Globetrotting for Love and Other Stories from Sakhalin Island

Globetrotting for Love and Other Stories from Sakhalin Island by Ajay Kamalakaran.

How delightful or painful can the wait of snow-covered lives, in a far eastern corner of majestic Russia be, to melt its way into a spring morning?

Ajay Kamalakaran's collection of 11 short stories, titled 'Globetrotting for Love and Other Stories from Sakhalin Island', is a story of snow and spring, and of many different people, set against the aqua-blue mountains of Sakhalin Island.

The island, the largest in Russia, is Europe's gateway to Asia with Japan lying very close to it. It is located so close to the international date line that one could actually trip over to yesterday.
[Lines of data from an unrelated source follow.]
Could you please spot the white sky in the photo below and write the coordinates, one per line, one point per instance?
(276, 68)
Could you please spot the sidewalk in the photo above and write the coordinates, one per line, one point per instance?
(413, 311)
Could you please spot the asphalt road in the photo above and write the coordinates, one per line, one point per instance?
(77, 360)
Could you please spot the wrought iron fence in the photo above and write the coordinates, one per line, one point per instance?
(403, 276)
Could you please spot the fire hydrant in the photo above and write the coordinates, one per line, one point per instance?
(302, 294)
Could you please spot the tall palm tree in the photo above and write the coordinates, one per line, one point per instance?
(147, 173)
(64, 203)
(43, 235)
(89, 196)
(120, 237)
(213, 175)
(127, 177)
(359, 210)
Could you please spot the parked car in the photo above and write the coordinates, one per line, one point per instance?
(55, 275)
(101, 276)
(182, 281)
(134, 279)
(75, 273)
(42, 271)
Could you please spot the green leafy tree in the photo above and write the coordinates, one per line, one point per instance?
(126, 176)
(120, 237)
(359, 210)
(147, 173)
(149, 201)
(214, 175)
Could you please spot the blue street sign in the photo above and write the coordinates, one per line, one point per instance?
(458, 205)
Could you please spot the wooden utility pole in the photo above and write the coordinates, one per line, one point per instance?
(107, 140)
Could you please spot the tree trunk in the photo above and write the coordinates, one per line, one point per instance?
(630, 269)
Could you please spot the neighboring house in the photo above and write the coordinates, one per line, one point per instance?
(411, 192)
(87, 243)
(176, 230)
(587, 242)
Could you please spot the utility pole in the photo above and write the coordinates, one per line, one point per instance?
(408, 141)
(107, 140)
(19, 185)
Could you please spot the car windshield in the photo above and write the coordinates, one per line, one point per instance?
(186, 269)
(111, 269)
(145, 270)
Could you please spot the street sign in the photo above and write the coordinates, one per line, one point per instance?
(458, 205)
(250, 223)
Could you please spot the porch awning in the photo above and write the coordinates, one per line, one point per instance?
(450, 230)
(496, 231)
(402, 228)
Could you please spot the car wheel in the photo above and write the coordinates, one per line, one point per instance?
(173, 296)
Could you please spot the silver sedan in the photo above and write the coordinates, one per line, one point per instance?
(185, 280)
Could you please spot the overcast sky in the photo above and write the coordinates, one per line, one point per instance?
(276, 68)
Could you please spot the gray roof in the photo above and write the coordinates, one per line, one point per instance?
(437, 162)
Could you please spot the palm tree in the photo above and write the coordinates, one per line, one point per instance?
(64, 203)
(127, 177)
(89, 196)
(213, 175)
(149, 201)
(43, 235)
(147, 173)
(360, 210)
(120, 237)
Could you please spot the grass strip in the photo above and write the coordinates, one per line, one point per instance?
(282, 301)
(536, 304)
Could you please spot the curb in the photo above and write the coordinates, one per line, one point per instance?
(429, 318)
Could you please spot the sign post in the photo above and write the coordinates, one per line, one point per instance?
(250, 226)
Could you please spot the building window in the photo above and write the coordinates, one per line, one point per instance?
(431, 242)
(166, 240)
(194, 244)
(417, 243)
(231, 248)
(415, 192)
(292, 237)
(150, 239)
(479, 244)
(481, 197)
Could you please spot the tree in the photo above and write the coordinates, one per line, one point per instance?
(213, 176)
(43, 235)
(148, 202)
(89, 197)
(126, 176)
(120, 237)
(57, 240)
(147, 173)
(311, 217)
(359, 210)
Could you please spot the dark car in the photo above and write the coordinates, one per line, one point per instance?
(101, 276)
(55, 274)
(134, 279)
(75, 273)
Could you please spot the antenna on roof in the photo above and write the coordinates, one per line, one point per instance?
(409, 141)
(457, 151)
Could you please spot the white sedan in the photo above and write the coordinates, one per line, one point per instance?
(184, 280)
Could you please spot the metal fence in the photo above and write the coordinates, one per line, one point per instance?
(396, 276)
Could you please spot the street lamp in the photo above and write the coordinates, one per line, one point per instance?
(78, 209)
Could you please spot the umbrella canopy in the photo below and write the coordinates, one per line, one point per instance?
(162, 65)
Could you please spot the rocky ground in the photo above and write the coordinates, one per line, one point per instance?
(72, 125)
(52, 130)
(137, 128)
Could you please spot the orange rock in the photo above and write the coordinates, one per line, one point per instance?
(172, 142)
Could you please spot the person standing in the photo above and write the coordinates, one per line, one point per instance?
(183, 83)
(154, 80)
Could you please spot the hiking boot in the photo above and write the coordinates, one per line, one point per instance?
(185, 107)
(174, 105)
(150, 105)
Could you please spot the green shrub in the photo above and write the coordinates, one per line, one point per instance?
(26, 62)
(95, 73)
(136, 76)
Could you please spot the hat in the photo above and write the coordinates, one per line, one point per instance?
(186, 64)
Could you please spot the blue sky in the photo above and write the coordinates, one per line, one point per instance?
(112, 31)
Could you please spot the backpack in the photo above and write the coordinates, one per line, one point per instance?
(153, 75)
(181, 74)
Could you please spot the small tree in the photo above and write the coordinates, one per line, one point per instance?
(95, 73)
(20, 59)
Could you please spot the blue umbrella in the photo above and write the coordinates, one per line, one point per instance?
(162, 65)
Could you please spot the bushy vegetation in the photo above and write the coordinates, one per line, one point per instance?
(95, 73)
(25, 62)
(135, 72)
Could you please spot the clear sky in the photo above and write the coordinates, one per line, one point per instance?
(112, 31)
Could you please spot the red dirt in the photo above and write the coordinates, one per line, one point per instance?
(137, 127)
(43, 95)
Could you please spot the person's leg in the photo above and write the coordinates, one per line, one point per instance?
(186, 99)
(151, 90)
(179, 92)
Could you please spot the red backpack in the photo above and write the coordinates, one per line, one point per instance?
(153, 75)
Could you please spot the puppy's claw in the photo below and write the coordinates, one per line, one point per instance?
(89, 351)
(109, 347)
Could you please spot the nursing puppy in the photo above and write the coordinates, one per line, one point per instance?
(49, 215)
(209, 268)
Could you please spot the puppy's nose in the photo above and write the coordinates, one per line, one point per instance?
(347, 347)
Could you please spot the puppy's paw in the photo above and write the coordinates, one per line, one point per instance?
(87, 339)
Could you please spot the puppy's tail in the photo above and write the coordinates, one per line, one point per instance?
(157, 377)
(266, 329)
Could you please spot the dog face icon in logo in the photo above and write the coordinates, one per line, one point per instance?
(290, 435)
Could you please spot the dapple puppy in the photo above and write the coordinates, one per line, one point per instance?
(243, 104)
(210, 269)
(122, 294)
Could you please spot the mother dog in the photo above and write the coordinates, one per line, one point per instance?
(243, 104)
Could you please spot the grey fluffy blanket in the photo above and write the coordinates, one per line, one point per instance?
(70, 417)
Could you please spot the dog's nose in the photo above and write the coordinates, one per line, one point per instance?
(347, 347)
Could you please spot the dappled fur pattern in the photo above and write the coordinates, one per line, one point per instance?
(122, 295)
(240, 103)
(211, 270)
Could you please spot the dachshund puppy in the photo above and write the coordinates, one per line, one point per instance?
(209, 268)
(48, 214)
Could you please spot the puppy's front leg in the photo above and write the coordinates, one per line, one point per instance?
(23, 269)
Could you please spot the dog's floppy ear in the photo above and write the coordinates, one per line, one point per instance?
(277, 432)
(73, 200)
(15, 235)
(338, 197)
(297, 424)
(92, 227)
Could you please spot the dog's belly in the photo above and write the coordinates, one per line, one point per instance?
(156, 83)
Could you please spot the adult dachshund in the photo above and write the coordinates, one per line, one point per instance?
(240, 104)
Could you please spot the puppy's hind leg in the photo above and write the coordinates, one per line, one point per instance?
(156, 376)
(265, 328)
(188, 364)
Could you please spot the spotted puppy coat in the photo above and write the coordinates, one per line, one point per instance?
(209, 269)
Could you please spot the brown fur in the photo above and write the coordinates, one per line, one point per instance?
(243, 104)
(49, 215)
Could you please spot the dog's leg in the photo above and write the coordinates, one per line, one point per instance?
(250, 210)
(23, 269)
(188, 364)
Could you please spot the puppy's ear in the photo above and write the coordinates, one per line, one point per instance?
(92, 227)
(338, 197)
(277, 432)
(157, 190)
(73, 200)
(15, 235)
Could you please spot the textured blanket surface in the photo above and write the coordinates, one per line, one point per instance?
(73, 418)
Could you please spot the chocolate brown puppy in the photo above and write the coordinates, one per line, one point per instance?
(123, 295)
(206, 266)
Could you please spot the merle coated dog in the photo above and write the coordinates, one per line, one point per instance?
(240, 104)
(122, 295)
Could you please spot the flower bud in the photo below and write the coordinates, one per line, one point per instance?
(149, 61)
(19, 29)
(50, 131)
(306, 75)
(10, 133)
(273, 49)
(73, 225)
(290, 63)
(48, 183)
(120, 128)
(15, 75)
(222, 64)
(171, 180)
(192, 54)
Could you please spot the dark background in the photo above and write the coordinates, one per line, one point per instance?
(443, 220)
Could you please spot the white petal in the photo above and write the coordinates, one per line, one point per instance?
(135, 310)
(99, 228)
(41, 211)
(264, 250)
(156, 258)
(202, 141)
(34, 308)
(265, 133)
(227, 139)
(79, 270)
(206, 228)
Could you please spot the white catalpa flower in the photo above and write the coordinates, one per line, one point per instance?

Kamalakaran's collection is a bunch of curiosities, something his keen sense of journalistic observation and deep understanding of a far corner and its beautiful blue-eyed people, seem to have made possible.

Ajay Kamalakaran

A keen Russia enthusiast from his early twenties, Kamalakaran is a Malayali, born in Bombay and raised in New York. His passion for the Russian language engulfed him in his early twenties leading to an all consuming affair that took him all the way to one of the most unexplored, inhabited lands on the globe.

Still living with the ghosts of the early political prisoners, the Tsarist regime, and imperialism, Sakhalin is rich both in history and oil. Through the eleven stories, Kamalakaran takes a tour through the inhabitants of the island, a mystique natural bounty in itself.

His characters navigate the different lives that Sakhalin lived, the ebbs and tides of an oil boom, the white enclosures that colonized the development dreams of the islanders, the expats and fortune seekers who loved and lost, and the longing for some sun from the solitary monologues situated in the prolonged gloom of the Russian winter.

Kamalakaran gives us the passionate and enterprising 'Darya', the real globetrotter for love, who dared to tread the volatile boundaries of morality and success, unashamed and irreverent of the vagaries of the host island and its turbulent human-scape. In April, an unknown voice is treading the hostile snow, longing for the Russian spring that has already bloomed on the mainland.

The story of Galina Vasilevna, the middle-aged Russian, now living on the margins that Perestroika pushed her to, takes the reader to her proud sense of entitlement and ownership of her land set against the expat influx that continued in the early years of the millennium.

“There are many places in Russia, cold and forlorn, but Sakhalin Island held a different charm. It was totally mysterious and unexplored. For me, going from very crowded Bombay to a landmass almost the size of India (the Russian Far East), but with just a few million inhabitants, was totally irresistible,” Kamalakaran said.

The Sakhalin shelf, with its millions of barrels of oil,  saw a flurry of activity in the early millenium and English became the ladder for social mobility for the people of the island. Ajay Kamalakaran was editing the Sakhalin Times, an English newspaper, between 2003-07 and lived among the locals for many years exploring deeper into the life on the island. Since 2011, he has been an editor and columnist with Russia Beyond the Headlines, a Moscow based multimedia publication.